Building Raised Garden Beds
The pathway is dug three shovel widths and the soil is moved to the new bed, on the right here. This almost doubles the topsoil depth in the beds.

Using the steel garden rake, soil is smoothed and the bed is created.

Amendments are spread along the two rows of the bed – compost, organic fertilizer and dolomite lime.

Amendments are throughly hoed to a depth of 4-6 inches. The bed is ready to plant.

The garlic was planted last fall. Asparagus is planted in the trench to the left.
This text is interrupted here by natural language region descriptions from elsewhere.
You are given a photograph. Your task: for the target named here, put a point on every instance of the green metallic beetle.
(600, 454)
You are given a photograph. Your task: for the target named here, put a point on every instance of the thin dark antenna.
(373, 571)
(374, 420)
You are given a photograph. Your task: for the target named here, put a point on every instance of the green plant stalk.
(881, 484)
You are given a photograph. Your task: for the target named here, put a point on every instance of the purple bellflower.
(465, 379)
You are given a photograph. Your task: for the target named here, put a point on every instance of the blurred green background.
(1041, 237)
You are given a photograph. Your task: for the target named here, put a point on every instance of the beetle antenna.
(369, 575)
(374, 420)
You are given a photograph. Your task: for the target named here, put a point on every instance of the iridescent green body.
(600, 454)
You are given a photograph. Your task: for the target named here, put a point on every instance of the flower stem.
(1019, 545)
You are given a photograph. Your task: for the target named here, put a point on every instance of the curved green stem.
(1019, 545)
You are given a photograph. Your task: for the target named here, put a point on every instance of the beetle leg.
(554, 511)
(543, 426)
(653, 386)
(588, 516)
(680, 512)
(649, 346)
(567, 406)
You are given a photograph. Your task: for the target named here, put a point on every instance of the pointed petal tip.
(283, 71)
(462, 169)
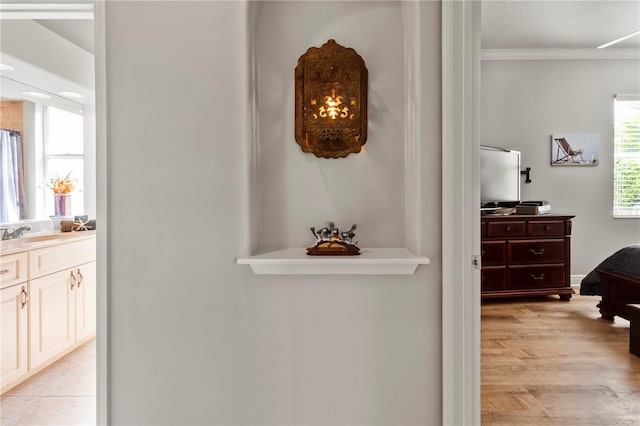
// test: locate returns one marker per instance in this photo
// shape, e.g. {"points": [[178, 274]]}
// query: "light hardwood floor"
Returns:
{"points": [[548, 362], [61, 394]]}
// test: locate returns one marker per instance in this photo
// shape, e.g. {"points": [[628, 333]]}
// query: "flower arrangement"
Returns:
{"points": [[62, 185]]}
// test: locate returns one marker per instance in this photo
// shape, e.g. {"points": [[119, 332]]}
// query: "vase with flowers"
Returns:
{"points": [[62, 189]]}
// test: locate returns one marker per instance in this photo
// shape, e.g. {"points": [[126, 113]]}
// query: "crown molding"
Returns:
{"points": [[69, 10], [558, 54]]}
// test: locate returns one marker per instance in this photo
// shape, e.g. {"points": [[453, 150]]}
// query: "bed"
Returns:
{"points": [[617, 280]]}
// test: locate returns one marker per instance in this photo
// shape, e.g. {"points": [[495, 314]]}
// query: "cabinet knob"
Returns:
{"points": [[80, 278], [25, 297]]}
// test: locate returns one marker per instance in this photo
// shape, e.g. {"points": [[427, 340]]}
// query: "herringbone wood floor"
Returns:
{"points": [[548, 362]]}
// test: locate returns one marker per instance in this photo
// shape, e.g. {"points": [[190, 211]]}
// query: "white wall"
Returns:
{"points": [[525, 102], [197, 339], [301, 190]]}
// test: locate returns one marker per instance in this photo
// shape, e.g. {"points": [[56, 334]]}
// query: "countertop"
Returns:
{"points": [[44, 240]]}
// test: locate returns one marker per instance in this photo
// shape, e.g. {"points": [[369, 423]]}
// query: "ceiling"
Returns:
{"points": [[77, 31], [559, 24], [506, 24]]}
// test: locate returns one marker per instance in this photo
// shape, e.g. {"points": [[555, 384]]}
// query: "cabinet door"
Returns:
{"points": [[52, 316], [13, 326], [85, 300]]}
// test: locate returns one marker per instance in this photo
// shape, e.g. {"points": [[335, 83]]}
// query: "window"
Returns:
{"points": [[64, 154], [626, 169]]}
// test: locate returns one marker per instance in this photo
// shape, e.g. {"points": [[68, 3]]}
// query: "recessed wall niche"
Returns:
{"points": [[292, 191]]}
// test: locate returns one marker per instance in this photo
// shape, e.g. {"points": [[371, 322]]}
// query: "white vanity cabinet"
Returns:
{"points": [[85, 301], [48, 303], [13, 318], [61, 302]]}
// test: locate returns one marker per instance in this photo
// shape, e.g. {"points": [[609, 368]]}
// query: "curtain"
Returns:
{"points": [[11, 176]]}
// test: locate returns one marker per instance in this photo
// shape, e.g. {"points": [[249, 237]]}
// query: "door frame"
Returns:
{"points": [[460, 202]]}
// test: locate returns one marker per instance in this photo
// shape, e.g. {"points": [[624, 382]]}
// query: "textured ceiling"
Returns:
{"points": [[556, 24]]}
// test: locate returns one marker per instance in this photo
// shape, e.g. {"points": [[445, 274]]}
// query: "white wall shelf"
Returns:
{"points": [[373, 261]]}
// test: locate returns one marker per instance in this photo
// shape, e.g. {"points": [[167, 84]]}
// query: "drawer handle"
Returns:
{"points": [[25, 297]]}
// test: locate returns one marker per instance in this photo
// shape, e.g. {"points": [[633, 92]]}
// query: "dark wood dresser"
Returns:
{"points": [[526, 255]]}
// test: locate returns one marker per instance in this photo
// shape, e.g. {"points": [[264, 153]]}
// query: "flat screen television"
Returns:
{"points": [[499, 177]]}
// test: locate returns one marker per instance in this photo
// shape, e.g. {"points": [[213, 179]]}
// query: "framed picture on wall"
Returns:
{"points": [[575, 149]]}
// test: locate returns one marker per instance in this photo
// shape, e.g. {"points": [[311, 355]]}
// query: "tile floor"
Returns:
{"points": [[62, 394]]}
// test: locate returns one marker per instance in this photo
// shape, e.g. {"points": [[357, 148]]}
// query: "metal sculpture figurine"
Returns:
{"points": [[331, 242]]}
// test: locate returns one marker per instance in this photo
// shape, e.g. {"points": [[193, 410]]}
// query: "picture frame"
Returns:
{"points": [[575, 149]]}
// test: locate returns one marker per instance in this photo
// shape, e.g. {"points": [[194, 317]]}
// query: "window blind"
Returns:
{"points": [[626, 194]]}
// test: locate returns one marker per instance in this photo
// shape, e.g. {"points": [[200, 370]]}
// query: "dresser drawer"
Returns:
{"points": [[550, 228], [494, 253], [493, 278], [13, 269], [536, 251], [536, 276], [506, 229]]}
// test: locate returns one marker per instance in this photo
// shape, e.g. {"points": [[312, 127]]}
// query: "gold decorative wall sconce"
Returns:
{"points": [[331, 101]]}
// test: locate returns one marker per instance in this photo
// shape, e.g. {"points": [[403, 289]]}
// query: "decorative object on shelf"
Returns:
{"points": [[331, 101], [77, 225], [331, 242], [62, 189], [575, 150]]}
The deer fence is eight foot vinyl – at the bottom is four inches of wood chips over landscape fabric…there will be few weeds to deal with along this fenceline.








Reader Comments
Dan – I came across your business site today in my searches for information on building a backyard pond. I’ve found lots of sites with information, but none as enjoyable as yours. Thank you.
I’d consider it a “sticky” site. Nice job.
Then I found your blog here. (I see you are pretty new to wordpress – still liking it? I just found it last year and love it.)… This particular post was of interest to me. A few years ago we tilled a garden and definitely didn’t do things correctly. I decided the next garden would be raised beds – and what do you know, here you do it.
Great photos too.
Thanks for the comment, Judi.
Yes, I like WordPress much better than my previous system.
Building raised beds is a bit more work, but has important advantages. This year (second year at this garden), it has been much easier and faster to prepare the beds for planting.
Dan,
What a great tutorial! My husband and I have a small urban garden, and we provide veggies for a local green restaurant. We’re always looking for new and inexpensive tricks. What luck have you had with using less cash-intensive mulching materials (ie. straw) on raised beds?
Also, I’ve added you to my blogroll. This is a lovely site.
Thanks for your note Mandy,
Straw, grass clippings, etc. are fine for mulching, and even for soil improvement if you have the time for them to decompose thoroughly. For immediate amendments I use small amounts of compost, rock powders, etc.